The World Council of Churches (WCC) Executive Committee met in Amman (Jordan) on 17-23 November 2017 to approve the 2018 plan and budget and prepare for renewal of the WCC strategic plan at the invitation of Patriarch Theophilos III of Jerusalem, All Palestine and Jordan. In his welcome address, the Patriarch of Jerusalem underlined that the meeting gathered in “the Middle East at a difficult time for [the] region. The world community is united in the view that a vital, vibrant Christian community is an essential part of the multi-ethnic, multi-cultural, and multi-religious landscape of the Middle East. We are indigenous to this region, and indeed the Greek Orthodox Patriarchate of Jerusalem is the oldest continuous religious institution here.”
The Patriarch then spoke of the Status Quo: “As you know, for generations the sacred character of the Holy Land has been protected by the Status Quo, which is recognized by both religious and civil authorities and the international community as protecting and guaranteeing the rights and privileges of the Churches, especially with respect to the holy sites and to other religious activity. The provisions of the Status Quo have been upheld carefully by successive civil authorities in our region. Over the last several months, we have seen a new level of threat to the stability of our multi-ethnic, multi-cultural, multi-religious society in a number of attacks on religious communities – and especially on Christian communities.” He explained that “Most significant and worrying, however, are the underhanded actions of radical settler groups who in the majority of cases acquire property in Jerusalem’s Old City and elsewhere, utilizing illegitimate methods of coercion that lack proper authority.” He added: “It is the firm position of the Heads of the Churches in Jerusalem that the movement of these radical settler groups must be curbed and controlled and their intimidating tactics to exclude non-Jews from Jerusalem must be resisted to preserve the defining multi-faith tapestry of the Old City.”

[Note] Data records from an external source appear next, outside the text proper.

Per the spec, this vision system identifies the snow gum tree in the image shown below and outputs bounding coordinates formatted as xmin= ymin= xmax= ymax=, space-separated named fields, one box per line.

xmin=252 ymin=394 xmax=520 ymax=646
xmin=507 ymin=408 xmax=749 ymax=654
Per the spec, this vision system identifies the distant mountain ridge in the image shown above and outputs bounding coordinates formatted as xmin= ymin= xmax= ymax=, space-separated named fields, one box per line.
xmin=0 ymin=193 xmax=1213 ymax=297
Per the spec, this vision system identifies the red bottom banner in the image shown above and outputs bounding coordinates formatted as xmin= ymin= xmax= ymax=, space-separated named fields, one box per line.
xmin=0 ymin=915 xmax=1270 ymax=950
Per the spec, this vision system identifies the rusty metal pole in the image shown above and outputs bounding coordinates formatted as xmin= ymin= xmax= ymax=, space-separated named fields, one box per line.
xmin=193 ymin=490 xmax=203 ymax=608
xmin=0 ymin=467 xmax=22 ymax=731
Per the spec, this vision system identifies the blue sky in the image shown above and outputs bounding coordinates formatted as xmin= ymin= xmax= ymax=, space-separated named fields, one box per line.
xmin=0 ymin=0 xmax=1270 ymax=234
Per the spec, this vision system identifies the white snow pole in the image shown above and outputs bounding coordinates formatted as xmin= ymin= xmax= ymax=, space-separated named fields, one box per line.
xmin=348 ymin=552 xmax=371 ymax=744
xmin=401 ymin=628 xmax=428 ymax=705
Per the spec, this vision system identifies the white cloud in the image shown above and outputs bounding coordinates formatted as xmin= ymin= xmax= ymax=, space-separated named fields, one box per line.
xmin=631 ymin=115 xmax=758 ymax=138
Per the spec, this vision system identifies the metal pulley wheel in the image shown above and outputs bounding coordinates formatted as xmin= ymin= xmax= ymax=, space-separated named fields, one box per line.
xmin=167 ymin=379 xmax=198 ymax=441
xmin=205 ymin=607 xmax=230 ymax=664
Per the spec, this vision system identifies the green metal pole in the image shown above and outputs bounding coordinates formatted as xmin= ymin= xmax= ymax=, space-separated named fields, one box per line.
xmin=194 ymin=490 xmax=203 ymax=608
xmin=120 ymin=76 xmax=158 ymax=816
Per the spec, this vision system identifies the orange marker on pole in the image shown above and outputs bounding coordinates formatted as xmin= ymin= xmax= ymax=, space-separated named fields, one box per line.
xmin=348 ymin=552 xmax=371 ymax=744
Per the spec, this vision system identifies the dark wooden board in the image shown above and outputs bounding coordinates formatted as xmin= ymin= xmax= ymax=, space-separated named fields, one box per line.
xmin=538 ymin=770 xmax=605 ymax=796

The Patriarch also thanked and asked the continuous support of the WCC by saying: “We hope very much that our World Council of Churches will continue in its mission in the Middle East to secure the position of the Christian Community against the new threats to our existence and freedom. We are deeply thankful for all the support that the World Council of Churches has always shown to the Christian community for the Holy Land and the Middle East, and we look forward to being able to join forces with you in order to increase advocacy for the common benefit of all our peoples and in deepening the peaceful co-existence among Jews, Christians and Muslims.”

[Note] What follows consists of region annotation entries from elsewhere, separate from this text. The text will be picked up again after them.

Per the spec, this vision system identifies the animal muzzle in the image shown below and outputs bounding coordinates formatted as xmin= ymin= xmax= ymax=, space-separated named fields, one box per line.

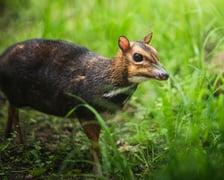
xmin=152 ymin=63 xmax=169 ymax=80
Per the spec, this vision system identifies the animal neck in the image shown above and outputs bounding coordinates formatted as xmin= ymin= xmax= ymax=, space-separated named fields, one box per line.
xmin=110 ymin=51 xmax=132 ymax=87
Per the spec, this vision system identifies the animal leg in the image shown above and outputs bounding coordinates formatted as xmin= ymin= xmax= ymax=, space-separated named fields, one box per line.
xmin=81 ymin=121 xmax=102 ymax=177
xmin=5 ymin=104 xmax=23 ymax=143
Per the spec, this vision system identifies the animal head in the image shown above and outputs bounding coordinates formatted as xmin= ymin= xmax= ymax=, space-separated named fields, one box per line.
xmin=118 ymin=33 xmax=169 ymax=83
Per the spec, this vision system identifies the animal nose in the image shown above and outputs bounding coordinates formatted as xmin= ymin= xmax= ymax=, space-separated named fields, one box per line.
xmin=159 ymin=72 xmax=169 ymax=80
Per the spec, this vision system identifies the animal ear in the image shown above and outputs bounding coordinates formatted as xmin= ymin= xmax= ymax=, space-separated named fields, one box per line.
xmin=143 ymin=32 xmax=152 ymax=44
xmin=118 ymin=36 xmax=130 ymax=52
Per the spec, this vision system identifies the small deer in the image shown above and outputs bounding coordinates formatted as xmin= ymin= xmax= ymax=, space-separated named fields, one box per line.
xmin=0 ymin=33 xmax=169 ymax=175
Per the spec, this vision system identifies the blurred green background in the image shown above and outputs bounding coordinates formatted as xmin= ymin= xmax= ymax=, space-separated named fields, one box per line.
xmin=0 ymin=0 xmax=224 ymax=180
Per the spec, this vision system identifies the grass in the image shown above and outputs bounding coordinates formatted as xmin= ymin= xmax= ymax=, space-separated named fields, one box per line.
xmin=0 ymin=0 xmax=224 ymax=180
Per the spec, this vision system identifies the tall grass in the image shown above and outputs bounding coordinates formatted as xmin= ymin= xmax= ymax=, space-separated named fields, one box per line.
xmin=0 ymin=0 xmax=224 ymax=179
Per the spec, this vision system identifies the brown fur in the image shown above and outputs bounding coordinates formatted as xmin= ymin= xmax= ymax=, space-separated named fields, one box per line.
xmin=0 ymin=34 xmax=168 ymax=174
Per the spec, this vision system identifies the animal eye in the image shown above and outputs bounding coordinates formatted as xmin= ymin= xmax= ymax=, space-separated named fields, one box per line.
xmin=133 ymin=53 xmax=144 ymax=62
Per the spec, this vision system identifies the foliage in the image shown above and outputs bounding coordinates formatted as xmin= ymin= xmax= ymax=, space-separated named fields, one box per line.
xmin=0 ymin=0 xmax=224 ymax=180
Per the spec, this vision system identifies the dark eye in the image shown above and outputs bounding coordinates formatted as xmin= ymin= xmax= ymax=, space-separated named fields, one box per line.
xmin=133 ymin=53 xmax=144 ymax=62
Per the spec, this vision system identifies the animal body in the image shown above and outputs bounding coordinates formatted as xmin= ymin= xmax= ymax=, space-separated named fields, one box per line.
xmin=0 ymin=33 xmax=168 ymax=174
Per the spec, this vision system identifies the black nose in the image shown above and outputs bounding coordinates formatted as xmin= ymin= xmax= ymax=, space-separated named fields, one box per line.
xmin=159 ymin=72 xmax=169 ymax=80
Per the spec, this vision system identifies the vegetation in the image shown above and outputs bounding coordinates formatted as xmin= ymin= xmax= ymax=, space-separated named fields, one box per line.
xmin=0 ymin=0 xmax=224 ymax=180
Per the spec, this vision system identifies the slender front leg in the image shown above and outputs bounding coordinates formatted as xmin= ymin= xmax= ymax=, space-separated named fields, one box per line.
xmin=5 ymin=104 xmax=23 ymax=143
xmin=80 ymin=120 xmax=103 ymax=177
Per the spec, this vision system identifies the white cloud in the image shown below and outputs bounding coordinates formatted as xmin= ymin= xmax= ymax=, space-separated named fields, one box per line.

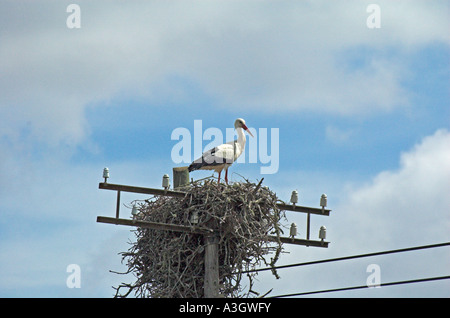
xmin=340 ymin=130 xmax=450 ymax=246
xmin=256 ymin=129 xmax=450 ymax=297
xmin=0 ymin=1 xmax=449 ymax=147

For this reason, the Executive Committee also discerned the way forward for the WCC’s involvement in Palestine and Israel by learning more about the particular situation in Jordan and the Middle East, then discussing the challenges of the churches and the WCC response. It approved the strategic plan for the period of 2018-2021 for the Ecumenical Accompaniment Programme in Palestine and Israel (EAPPI). The Executive Committee issued a statement expressing concern over the ways in which church institutions and properties in Jerusalem are threatened as a result of contracts of disputed legality, the efforts of radical settler groups, and policies of the government of Israel.
His Majesty King Abdullah received a WCC delegation to discuss the current situation in the Middle East. During the meeting, King Abdullah assured the delegation that Jordan, under the Hashemite custodianship of Jerusalem’s Islamic and Christian holy sites, will continue efforts to preserve the city’s holy shrines and defend the property of its churches at all international forums. King Abdullah reiterated that Arab Christians are an integral part of the region and a key element of its identity, affirming that the protection of rights is the duty of all. King Abdullah also underlined efforts Jordan continues to exert to disseminate the values of tolerance and moderation and to build bridges of dialogue and understanding among the followers of different religions.
WCC general secretary Rev. Dr Olav Fykse Tveit, in his report, emphasized a quest for unity within the WCC’s work, particularly as it relates to justice and peace across the world: “As we prepare for the 70th anniversary we are in a modus of thanksgiving and proving how this body is alive, moving and taking new initiatives for the sake of the unity of Christians and the churches in the world.” Unity is a key issue for the pilgrimage of justice and peace in Africa and for the preparations of the Conference on World Mission and Evangelism in Tanzania next year, continued Tveit. “The call to unity for the nations is much stronger when the churches also find their own credible expressions of unity,” he said.